Все расходится врозь
И по-своему воет и гибнет,
И, свинея от тины,
По сваям по-своему бьет…
А почему у этой книги такая странная обложка, подумал я, читая про мятежного броненосца уже не глядя в текст. Я помнил эту поэму наизусть, как помнил множество стихов поэтов серебряного века. Как-то в КПЗ я для развлечения читал их, отмечая черточками количество. Набралось больше тысячи, а потом пришлось прервать счет — пришел адвокат и меня выпустили под залог. Дело было уже не в СССР, а в более цивилизованной России.
Я прощупал утолщения и, нашарив на столике столовый нож, вскрыл её. На кровать вывалились две сберегательные книжки Сбербанка. Я открыл первую, впотьмах отметив, какое стало хорошее зрение: все вижу без очков. Суммы были по пять тысяч в каждой. Первая книжка на Владимира Верта, вторая — на предъявителя.
Мне жутко захотелось посмотреть документы реципиента. Скорей всего они были в карманах гимнастерки. Я снял её с вешалки и развернул к себе лицевой стороной. И охренел.

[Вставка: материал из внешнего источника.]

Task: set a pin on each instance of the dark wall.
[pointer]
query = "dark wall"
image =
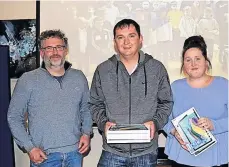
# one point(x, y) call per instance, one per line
point(6, 142)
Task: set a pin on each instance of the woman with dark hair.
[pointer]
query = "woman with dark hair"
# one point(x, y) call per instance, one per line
point(209, 96)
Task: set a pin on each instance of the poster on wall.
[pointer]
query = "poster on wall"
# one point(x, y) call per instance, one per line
point(20, 36)
point(164, 25)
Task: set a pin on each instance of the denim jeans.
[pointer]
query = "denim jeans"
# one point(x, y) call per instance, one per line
point(57, 159)
point(108, 159)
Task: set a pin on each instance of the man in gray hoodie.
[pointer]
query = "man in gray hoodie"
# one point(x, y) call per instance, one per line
point(55, 98)
point(130, 88)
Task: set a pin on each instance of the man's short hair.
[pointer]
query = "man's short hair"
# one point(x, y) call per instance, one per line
point(126, 23)
point(50, 34)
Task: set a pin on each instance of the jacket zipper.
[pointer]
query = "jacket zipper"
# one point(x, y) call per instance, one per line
point(130, 109)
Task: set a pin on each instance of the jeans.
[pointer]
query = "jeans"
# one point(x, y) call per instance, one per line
point(174, 164)
point(57, 159)
point(108, 159)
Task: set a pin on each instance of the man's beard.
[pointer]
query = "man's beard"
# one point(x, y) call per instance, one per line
point(54, 64)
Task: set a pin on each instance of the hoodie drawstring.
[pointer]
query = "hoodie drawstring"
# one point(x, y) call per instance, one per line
point(145, 80)
point(117, 74)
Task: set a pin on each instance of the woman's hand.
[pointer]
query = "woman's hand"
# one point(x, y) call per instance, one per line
point(179, 139)
point(205, 123)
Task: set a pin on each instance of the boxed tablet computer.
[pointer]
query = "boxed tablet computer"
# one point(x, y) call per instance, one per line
point(125, 133)
point(197, 138)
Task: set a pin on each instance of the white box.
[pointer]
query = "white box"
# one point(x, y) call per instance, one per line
point(134, 133)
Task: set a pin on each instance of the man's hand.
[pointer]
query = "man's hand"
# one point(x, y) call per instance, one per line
point(150, 125)
point(37, 156)
point(205, 123)
point(107, 126)
point(84, 143)
point(179, 139)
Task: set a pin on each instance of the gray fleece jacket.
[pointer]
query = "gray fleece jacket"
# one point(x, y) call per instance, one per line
point(143, 96)
point(58, 112)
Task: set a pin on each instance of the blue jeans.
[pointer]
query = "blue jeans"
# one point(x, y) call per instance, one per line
point(108, 159)
point(57, 159)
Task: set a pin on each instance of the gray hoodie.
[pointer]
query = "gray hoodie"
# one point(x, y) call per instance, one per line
point(143, 96)
point(58, 112)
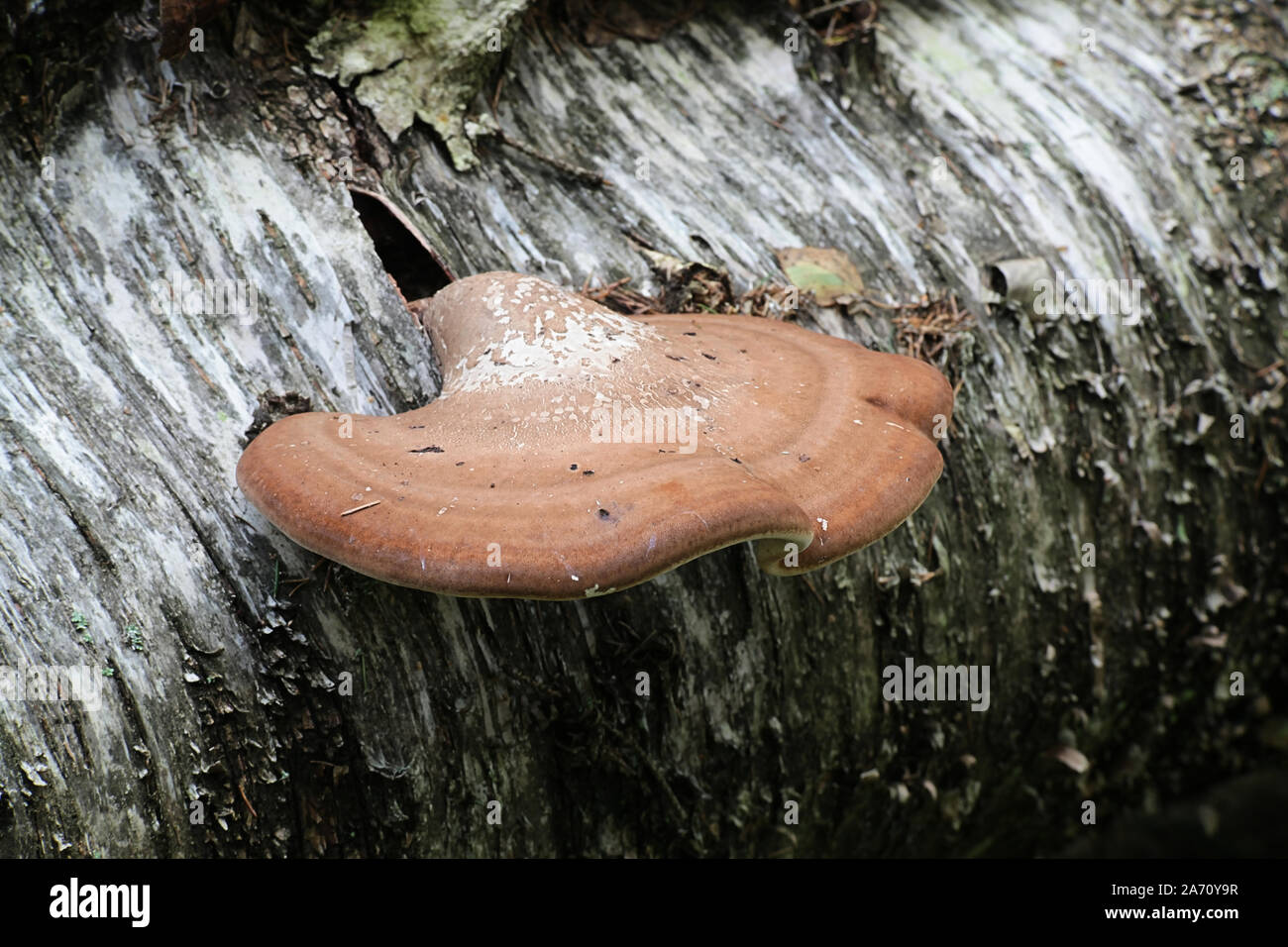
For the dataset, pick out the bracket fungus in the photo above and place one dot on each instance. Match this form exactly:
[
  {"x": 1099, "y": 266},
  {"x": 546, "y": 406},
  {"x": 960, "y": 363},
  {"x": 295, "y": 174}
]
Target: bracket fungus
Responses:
[{"x": 575, "y": 451}]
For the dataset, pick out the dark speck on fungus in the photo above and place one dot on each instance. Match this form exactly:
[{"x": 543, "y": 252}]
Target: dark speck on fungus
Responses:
[{"x": 533, "y": 373}]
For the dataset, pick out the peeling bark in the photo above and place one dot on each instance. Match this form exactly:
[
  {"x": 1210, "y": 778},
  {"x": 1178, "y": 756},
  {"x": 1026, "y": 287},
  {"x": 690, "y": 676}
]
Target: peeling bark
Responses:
[{"x": 226, "y": 654}]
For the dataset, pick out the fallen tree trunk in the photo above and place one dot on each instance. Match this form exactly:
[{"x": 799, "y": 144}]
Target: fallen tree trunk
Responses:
[{"x": 1107, "y": 538}]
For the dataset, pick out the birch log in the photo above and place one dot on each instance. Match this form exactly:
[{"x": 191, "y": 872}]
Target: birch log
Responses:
[{"x": 250, "y": 699}]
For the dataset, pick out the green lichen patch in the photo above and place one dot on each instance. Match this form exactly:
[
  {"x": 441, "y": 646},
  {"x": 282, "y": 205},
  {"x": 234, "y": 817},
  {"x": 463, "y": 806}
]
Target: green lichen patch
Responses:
[{"x": 420, "y": 59}]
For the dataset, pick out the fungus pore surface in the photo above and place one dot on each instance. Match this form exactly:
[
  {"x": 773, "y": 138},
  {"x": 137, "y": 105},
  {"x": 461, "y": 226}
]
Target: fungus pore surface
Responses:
[{"x": 575, "y": 451}]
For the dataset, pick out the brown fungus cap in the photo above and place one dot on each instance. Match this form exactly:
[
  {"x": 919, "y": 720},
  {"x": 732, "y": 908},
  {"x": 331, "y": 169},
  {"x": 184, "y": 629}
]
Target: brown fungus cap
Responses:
[{"x": 575, "y": 451}]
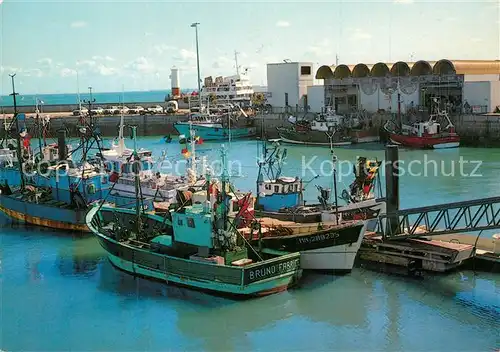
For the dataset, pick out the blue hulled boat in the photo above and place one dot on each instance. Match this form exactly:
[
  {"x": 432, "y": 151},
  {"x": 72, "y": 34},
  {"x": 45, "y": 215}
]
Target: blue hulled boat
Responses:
[{"x": 50, "y": 193}]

На гимнастерки кроме знаков отличия советского воина справа висела Золотая Звезда героя, а чуть ниже был привинчен орден Ленина.
[1] А. Блок
Глава 2
То что я умер сомнению не подлежало. Все к этому шло: почки, сердце и усугубление онкологией. Да я и не собирался больше семидесяти жить, а дотянул до 84, рекорд с моими ранами и болезнями. И это все, несмотря на платных врачей (лучших и в Израиле, и в Германии) отравило мне последние 14 лет. Я просыпался с болью и засыпал, наглотавшись сильнодействующих препаратов. И жил с болью. В позвоночнике, в коленях, локтях. Все суставы были точно свинцом налиты. Ревматоидный артрит. Практически неизлечимая болезнь. Эта боль провоцировала сильные судороги… Впрочем, до семидесяти я жил бодро и купался в разнообразии наслаждений богатого бездельника. А потом возникла опухоль и облучение с уколами совершенно расшатали организм…
Впрочем, я повторяюсь. Попаданческая литература, которой я увлекся в старости, в чем-то аналогична религии. Она заставляет верить в бессмертие души. И не играет роли, куда она попадет после истощения оболочки — в рай, в ад, в магическое фантези или в боярку. Если мозг материален, то и мысль, как продукт материи, должна быть вещественна. Сравним ее с неким видом энергии. Энергии, не зависящей от пространства и времени.